Essa coabitação persiste e floresce em diferentes graus no futebol brasileiro, do desconto em ingressos à quase simbiose, passando pela ilusão de que as organizadas possam ser manobradas. Quebrar essa coabitação é uma urgência. E não são declarações de ocasião, sempre compungidas, que farão o serviço. O próprio presidente do Santa Cruz, que agora se diz vítima das organizadas, já andou com elas – como tantos outros dirigentes, em tantos outros clubes e estados.
Punir os clubes pelo que fazem as organizadas nos estádios não se esgota no castigo por um ato determinado, não: indica qual é o preço futuro, a ser pago institucionalmente, por qualquer incentivo ou reforço às organizadas violentas. É preciso que esse preço seja alto – pois "injusto", injusto esse preço sempre será, pelo menos aos apaixonados.
(Foto: Carlos Ezequiel Vannoni/Fotoarena/Estadão Conteúdo)

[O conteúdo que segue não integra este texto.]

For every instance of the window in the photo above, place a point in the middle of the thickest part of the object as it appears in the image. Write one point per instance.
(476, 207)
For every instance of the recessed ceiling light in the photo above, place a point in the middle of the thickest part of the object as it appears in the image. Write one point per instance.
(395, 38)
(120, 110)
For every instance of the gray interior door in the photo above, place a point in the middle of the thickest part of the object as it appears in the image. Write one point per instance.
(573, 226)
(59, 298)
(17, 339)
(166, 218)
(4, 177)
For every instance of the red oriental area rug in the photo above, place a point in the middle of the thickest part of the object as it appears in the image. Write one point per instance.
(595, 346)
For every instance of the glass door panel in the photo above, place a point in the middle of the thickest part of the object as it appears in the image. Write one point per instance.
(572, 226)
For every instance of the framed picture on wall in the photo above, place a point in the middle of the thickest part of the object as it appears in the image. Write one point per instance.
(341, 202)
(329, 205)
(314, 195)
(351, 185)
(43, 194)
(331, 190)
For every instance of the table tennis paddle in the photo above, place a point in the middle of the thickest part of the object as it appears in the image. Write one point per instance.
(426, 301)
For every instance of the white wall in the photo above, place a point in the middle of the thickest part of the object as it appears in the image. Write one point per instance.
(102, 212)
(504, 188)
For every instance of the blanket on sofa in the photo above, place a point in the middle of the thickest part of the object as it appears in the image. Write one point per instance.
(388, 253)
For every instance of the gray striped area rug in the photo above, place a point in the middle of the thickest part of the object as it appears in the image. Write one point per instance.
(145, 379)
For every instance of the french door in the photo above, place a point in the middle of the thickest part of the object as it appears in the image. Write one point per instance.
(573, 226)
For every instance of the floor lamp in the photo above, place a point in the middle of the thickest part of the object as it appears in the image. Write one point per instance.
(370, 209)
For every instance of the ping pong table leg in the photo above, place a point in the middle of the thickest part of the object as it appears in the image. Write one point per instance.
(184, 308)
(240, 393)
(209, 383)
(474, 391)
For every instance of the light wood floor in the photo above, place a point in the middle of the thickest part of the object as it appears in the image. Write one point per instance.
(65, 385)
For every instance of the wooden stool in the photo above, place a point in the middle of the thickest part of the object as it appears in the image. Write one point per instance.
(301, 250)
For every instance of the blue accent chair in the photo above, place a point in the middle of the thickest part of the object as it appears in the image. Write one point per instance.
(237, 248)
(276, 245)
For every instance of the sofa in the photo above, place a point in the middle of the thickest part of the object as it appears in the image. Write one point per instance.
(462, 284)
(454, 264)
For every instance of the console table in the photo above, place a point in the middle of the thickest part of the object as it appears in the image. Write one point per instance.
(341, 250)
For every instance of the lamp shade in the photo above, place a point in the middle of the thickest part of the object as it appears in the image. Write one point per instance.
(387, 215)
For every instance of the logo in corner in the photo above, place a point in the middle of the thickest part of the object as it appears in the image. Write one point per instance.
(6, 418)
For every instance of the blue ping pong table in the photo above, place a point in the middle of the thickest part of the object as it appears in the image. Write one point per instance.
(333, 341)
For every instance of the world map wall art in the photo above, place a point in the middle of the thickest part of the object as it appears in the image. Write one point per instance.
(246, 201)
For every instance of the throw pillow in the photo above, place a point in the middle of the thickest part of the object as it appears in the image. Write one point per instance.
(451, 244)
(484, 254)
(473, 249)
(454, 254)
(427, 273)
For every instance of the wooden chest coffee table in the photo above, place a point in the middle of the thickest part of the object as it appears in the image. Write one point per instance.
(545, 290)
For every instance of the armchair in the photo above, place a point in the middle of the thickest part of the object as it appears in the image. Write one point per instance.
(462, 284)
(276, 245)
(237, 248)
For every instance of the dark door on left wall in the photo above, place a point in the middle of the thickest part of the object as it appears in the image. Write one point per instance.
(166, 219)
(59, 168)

Atacada a coabitação, teremos uma chance de atingir um segmento que considero chave: o de quem orbita as organizadas. Quem engrossa o público nos setores destinados às organizadas nos estádios brasileiros são “simpatizantes”, e não integrantes. São eles que ecoam os coros e reproduzem os gestos das organizadas, sem delas carregarem a “farda”. São eles que ficam quando as famílias somem. Mas, em contraste com os organizados, eles não “vivem” a torcida. Apesar de poderem ter feito parte de uma organizada uma vez na vida, eles habitam mesmo é o seu sonho de clube. Se ficar claro a esses simpatizantes que organizadas violentas comprometem o tal sonho, as organizadas perderão terreno e, em torno delas, surgirá um cordão sanitário. Sem simpatizantes, as organizadas não conseguirão cumprir o que Mao Tsé-Tung recomendava às guerrilhas: “mover-se entre as pessoas como um peixe nada no mar”.
Quanto às organizadas propriamente ditas, guardo pouca ou nenhuma esperança. O núcleo da organizada violenta, por mais que insistam no contrário, é corrompido, exatamente por promover ou pelo menos tolerar a lógica do “só quem está dentro pode julgar”.
É por isso que considero equivocadas, na raiz, as tentativas de “ajustar a conduta” das torcidas em acertos com seus chefes. Não me parece haver incentivo externo capaz de quebrar a rede de proteção e solidariedade entre liderança e “pista” no interior das organizadas. O que for feito (“projetos sociais”, como já sugeriu o governo) só mascarará o problema.
Trabalhemos com o possível, de olho no exemplo de quem comprou a briga contra a chantagem das organizadas, como o Palmeiras. Façamos o mar secar.